I'm a sock knitter and am a bit obsessed with fingering weight shawls. These two things combined mean I have an EPIC fingering weight (sometimes called sock yarn) scrap stash. I keep it in this chunky tote bag, and honestly, it's overflowing. I have two scrappy blanket projects going, both a knit and a crochet one, but this still is not enough to eat up all these scraps.
When working with my Schacht Cricket Loom in the past, I have found that weaving always eats up yarn way faster than my knitter brain expects it to. This made me think, why not try a woven scrappy project? I'll provide you with tips and ideas for making your own Sock Scrap Scarf!
- Schacht 15" Cricket Loom (This could be woven on any rigid heddle, table, or floor loom but this is the loom I used!)
- 12 dent heddle
- Various lengths of fingering weight yarn (Finished scarf weighs around 180 grams)
- Schacht Fringe Twister
My first step was to sort out the scraps I wanted to use in the project. I sorted them before starting so that my project would have a cohesive color scheme without me having to make many decisions while weaving. I suggest you lay out all the scraps/minis you will be using on a nice clean flat surface so you have enough room to sort. Once they're all on the table, try to put similar colors near each other. I attempted to do this somewhat in order of the color wheel because sticking with warm/cool colors can be an easy way to create cohesion when you're working with a lot of different colors.

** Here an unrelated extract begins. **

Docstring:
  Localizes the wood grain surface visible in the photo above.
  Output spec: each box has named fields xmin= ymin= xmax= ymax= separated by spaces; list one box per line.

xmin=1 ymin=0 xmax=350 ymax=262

Now that everything is all organized it's easier to see how much of each color there is. I had just finished a very purple/pink centric scrappy shawl project so I decided purples and pinks were off the table for this scarf. I also really liked the little grey/blue/green zone in the top right corner, so I separated those out.

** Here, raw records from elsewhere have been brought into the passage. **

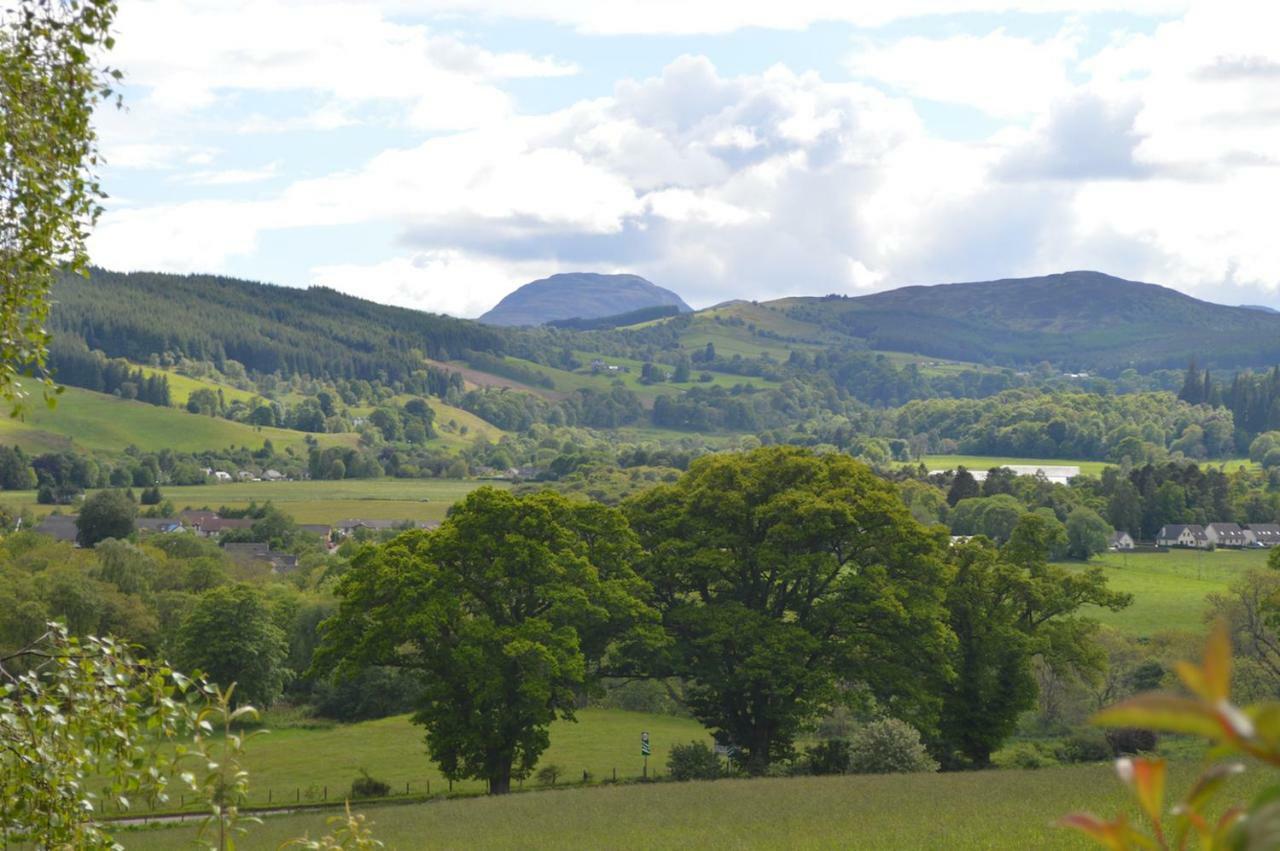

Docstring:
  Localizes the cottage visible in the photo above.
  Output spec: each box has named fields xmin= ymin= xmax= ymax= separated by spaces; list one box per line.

xmin=179 ymin=509 xmax=219 ymax=527
xmin=1246 ymin=524 xmax=1280 ymax=547
xmin=1156 ymin=524 xmax=1209 ymax=549
xmin=135 ymin=518 xmax=184 ymax=535
xmin=195 ymin=517 xmax=254 ymax=537
xmin=1108 ymin=531 xmax=1135 ymax=551
xmin=1205 ymin=522 xmax=1248 ymax=548
xmin=213 ymin=471 xmax=233 ymax=482
xmin=299 ymin=524 xmax=332 ymax=543
xmin=262 ymin=469 xmax=286 ymax=481
xmin=35 ymin=514 xmax=79 ymax=544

I thought that the blues, greys, and greens needed a little pop. Plus, I had a couple mini skeins that were blue/yellow so I added in some of the more yellowy scraps/minis. Voila, a color scheme is born! Keep in mind I didn't do any yardage math because this was meant to be a fun improvised project. I had no intentions of making a repeating stripe pattern or using the same amount of each color. I guesstimated that this would be more than enough yarn (it was) and figured if I ran out I would add in some of the other colors I excluded before. All in all this is well over 300 grams of yarn and was more than plenty to work with.
Some of the scrap yarn was single ply, or really lofty easily breakable woolen spun yarn. I put these to the side because I prefer to use plied more durable yarn in my warp for rigid heddle projects. The more fragile yarns are great for the weft.
I used the direct warping method and had my peg about 90" away from my back apron rod. You could make your own Sock Scrap Scarf with whatever length warp you desire! My project has 152 warp ends and I'm using a 12 dent heddle. I wanted it to be fairly wide but not take up the entire weaving width of my 15" Cricket Loom. Also I knew I wanted the number of warp ends to be divisible by 8 so I could easily bundle ends into groups of 2 to make twisted fringe at the end.
Each color only has 4 total warp ends, which means it went around the warping peg twice before it was tied off on the apron rod to start a new color. All of the yarns in the warp are different, but if I had less colors available to me I would have been fine with repeating colors. The only method to my madness when choosing warp colors was that I didn't want to have big chunks of similar colors next to each other. If I used a bright solid blue, I waited a few inches before using another bright solid blue.
For the weft I had even more colors to work with because I was going to add in the more fragile yarns I had excluded from the warp. I did 12 picks of each color before switching to the next color. I thought about doing 4 picks of the weft to make the scarf have a pixelated effect to match the warp, but honestly, was too lazy to change colors that frequently. I think the wider stripes look nice and modern as well. The same rule from the warp of trying to purposely break up colors that were similar to each other was followed for the weft.
I completed a hemstitch to finish the ends of the scarf. While I was finishing the scarf I went ahead and recorded a YouTube video demonstrating how to work the Hemstitch.
I trimmed the fringes so they were 9" each and then twisted 2 bundles of 4 ends together to create my twisted fringe. I enjoy the barber pole effect the more contrasting pairs of colors are having with each other.